Abstract
PubMed, Scopus, and Web of Science Core Collection databases were systematically searched for studies reporting synchronous double or multiple pituitary adenomas (MPA), a rare clinical condition, with a vague pathogenesis. Multiple adenomas of the pituitary gland are referred to as morphologically and/or immunocytochemically distinct tumors that are frequently small-sized and hormonally non-functional, to account for the low detection rate. There is no general agreement on how to classify MPA, various criteria, such as tumor contiguity, immunoreactivity, and clonality analysis are being used. Among the component tumors, prolactin (PRL)-immunopositive adenomas are highly prevalent, albeit mute in the majority of cases. The most frequent clinical presentation of MPA is Cushing’s syndrome, given the fact that in more than 50% of reported cases at least one lesion stains for adrenocorticotrophic hormone (ACTH). Plurihormonal hyperactivity may be diagnosed in a patient with MPA when more than one tumor is clinically active (e.g., ACTH and PRL) or in cases with at least one composite tumor (e.g., GH and PRL), to complicate the clinical scenario. Specific challenges associated with MPA include high surgical failure rates, enforcing second-look surgery in certain cases, and difficult preoperative neuroradiological imaging evaluation, with an overall sensitivity of only 25% for magnetic resonance imaging to detect distinct multiple tumors. Alternatively, minor pituitary imaging abnormalities may raise suspicion, as these are not uncommon.
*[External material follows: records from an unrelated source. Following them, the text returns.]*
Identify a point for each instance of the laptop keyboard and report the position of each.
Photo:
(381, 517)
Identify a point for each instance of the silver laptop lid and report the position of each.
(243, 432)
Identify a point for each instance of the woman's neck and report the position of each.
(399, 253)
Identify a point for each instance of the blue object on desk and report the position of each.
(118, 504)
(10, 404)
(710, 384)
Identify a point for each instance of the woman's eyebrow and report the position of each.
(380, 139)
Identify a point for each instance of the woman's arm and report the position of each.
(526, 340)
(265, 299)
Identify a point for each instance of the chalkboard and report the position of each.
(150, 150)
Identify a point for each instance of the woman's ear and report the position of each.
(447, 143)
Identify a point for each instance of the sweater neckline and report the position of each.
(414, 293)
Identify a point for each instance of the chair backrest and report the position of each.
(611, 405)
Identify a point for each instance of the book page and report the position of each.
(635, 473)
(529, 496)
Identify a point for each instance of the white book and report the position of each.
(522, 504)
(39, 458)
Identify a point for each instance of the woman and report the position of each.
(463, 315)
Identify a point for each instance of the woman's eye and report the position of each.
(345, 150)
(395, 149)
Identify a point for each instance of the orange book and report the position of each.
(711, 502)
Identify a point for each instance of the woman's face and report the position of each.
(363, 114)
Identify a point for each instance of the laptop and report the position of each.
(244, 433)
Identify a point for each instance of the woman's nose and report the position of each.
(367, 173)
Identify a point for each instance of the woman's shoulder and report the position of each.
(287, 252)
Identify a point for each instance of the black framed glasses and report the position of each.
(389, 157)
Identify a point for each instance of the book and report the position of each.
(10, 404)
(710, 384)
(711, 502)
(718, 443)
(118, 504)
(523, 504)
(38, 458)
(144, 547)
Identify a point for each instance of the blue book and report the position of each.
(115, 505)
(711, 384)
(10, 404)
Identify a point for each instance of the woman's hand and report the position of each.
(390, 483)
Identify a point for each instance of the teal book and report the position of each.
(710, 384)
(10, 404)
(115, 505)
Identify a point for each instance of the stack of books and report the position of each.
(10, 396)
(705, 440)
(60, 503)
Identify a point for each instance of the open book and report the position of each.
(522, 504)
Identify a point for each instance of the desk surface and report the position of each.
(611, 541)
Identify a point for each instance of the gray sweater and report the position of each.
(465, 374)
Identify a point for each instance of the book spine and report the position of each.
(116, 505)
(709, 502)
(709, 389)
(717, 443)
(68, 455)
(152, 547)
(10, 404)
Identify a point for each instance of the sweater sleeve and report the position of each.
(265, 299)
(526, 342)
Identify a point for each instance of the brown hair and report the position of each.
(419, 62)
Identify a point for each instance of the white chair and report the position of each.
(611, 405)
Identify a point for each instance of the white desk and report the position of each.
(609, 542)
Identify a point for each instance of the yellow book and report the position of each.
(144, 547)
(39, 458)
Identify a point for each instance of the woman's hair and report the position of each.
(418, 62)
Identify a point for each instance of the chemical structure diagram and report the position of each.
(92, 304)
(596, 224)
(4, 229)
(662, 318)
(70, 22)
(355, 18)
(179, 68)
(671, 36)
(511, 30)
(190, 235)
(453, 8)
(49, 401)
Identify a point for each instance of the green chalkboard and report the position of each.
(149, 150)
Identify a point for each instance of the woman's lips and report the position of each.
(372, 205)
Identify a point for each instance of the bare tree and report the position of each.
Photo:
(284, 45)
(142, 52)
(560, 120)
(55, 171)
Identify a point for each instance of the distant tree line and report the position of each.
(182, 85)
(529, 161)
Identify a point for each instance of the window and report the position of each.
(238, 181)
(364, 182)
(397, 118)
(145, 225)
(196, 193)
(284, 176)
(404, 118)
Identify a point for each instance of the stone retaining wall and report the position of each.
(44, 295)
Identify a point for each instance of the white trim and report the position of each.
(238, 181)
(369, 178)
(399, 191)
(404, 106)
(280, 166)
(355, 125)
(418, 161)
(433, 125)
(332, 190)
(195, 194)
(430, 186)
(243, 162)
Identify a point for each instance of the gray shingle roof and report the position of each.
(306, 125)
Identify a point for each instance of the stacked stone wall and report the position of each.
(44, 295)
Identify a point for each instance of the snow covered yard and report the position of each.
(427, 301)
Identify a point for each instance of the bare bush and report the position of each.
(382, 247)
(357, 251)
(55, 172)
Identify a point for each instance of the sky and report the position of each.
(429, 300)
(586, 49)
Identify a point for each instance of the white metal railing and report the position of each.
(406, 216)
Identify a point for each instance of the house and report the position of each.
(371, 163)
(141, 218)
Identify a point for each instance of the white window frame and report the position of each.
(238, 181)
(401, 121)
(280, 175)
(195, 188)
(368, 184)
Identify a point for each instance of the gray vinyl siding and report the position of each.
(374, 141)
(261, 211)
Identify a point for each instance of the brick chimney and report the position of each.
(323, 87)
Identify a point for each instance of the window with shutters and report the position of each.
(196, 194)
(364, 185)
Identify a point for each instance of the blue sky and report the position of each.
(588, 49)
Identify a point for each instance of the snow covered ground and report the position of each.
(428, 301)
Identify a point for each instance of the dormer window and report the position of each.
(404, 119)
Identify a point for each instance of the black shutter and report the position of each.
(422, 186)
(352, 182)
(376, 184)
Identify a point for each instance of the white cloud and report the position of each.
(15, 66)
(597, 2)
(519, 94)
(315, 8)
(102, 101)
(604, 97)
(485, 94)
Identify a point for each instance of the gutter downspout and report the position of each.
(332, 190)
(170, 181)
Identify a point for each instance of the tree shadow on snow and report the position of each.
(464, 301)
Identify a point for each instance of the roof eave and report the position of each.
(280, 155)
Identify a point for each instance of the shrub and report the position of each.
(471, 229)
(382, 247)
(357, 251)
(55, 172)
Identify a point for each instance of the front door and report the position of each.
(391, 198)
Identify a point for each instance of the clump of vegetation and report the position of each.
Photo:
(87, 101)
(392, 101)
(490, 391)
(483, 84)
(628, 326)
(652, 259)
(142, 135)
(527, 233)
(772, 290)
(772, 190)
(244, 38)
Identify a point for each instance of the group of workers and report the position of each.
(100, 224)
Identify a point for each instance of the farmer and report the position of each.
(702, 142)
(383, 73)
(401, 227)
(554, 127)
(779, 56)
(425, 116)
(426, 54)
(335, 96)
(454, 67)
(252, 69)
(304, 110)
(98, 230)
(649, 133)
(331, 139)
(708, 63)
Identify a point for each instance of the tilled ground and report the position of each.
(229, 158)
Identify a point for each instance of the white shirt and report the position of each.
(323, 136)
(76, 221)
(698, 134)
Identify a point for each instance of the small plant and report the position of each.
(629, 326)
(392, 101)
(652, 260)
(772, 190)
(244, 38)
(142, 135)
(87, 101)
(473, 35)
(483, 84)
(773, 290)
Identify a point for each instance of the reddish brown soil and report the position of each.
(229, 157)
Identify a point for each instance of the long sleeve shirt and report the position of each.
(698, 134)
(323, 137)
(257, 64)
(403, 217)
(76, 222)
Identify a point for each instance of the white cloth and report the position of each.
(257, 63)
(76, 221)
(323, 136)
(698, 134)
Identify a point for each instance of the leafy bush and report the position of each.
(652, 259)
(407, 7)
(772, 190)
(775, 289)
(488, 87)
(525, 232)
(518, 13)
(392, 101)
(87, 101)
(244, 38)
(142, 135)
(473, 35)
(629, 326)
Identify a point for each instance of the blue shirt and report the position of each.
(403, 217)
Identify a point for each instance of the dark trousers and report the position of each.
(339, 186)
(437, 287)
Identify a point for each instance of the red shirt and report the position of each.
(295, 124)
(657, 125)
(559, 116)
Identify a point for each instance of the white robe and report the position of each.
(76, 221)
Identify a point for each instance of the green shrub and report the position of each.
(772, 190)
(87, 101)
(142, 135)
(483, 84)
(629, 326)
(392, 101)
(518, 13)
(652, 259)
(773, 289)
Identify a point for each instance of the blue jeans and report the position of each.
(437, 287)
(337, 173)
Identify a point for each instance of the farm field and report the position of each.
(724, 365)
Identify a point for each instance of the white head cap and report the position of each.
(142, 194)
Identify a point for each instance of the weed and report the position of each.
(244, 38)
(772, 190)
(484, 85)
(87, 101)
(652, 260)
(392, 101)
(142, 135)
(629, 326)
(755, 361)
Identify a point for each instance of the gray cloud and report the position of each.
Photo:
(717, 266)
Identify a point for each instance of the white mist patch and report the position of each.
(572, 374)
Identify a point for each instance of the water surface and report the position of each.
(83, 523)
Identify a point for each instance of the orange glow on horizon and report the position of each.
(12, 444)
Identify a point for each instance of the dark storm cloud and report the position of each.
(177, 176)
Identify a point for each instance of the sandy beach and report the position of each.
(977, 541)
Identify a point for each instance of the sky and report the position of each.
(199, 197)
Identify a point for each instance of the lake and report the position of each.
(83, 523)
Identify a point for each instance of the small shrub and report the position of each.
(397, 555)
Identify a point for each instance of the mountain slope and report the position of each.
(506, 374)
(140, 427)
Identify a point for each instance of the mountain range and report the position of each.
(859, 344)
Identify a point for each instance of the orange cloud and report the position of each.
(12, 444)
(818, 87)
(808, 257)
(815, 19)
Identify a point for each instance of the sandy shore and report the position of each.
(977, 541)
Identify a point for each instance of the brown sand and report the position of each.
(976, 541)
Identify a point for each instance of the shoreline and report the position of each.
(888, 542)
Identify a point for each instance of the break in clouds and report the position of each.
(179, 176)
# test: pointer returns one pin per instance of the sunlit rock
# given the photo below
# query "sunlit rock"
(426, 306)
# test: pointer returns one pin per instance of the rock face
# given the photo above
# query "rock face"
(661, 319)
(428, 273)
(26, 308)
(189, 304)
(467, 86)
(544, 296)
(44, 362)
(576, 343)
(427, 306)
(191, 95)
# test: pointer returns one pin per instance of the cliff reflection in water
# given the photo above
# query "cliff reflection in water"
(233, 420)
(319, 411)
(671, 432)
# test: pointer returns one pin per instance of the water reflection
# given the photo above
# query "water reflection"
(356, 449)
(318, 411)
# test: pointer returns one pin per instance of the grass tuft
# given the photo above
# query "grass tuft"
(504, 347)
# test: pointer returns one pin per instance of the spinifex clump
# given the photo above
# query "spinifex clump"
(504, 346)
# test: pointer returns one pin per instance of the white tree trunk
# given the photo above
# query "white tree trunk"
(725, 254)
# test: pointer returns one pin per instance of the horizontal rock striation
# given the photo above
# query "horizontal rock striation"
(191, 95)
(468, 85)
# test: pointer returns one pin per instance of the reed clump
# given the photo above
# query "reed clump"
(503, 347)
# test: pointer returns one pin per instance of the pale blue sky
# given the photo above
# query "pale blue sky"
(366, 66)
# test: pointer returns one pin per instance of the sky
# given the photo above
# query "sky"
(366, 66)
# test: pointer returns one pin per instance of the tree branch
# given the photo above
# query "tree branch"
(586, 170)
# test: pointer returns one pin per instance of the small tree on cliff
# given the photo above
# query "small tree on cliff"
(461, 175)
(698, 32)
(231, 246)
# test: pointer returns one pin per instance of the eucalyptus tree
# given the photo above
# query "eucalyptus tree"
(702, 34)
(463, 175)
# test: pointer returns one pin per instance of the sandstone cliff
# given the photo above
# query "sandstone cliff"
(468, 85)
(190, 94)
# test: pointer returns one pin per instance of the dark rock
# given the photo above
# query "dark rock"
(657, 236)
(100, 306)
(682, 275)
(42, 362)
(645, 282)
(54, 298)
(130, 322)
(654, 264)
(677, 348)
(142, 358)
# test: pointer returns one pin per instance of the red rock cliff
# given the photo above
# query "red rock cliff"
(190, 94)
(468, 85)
Postoperative immunohistochemistry is mandatory and in conjunction to electron microscopy scanning and testing for transcription factors (i.e., Pit-1, T-pit, and SF-1) accurately define and classify the distinct cytodifferentiation of MPA.
Highlights
Up to 10–20% of people harbor a pituitary tumor, mostly in the form of a benign, sporadic, or familial [1], monoclonal, and slow-growing micro- or macroadenoma while aggressive or true malignant tumors constitute a rare finding [2]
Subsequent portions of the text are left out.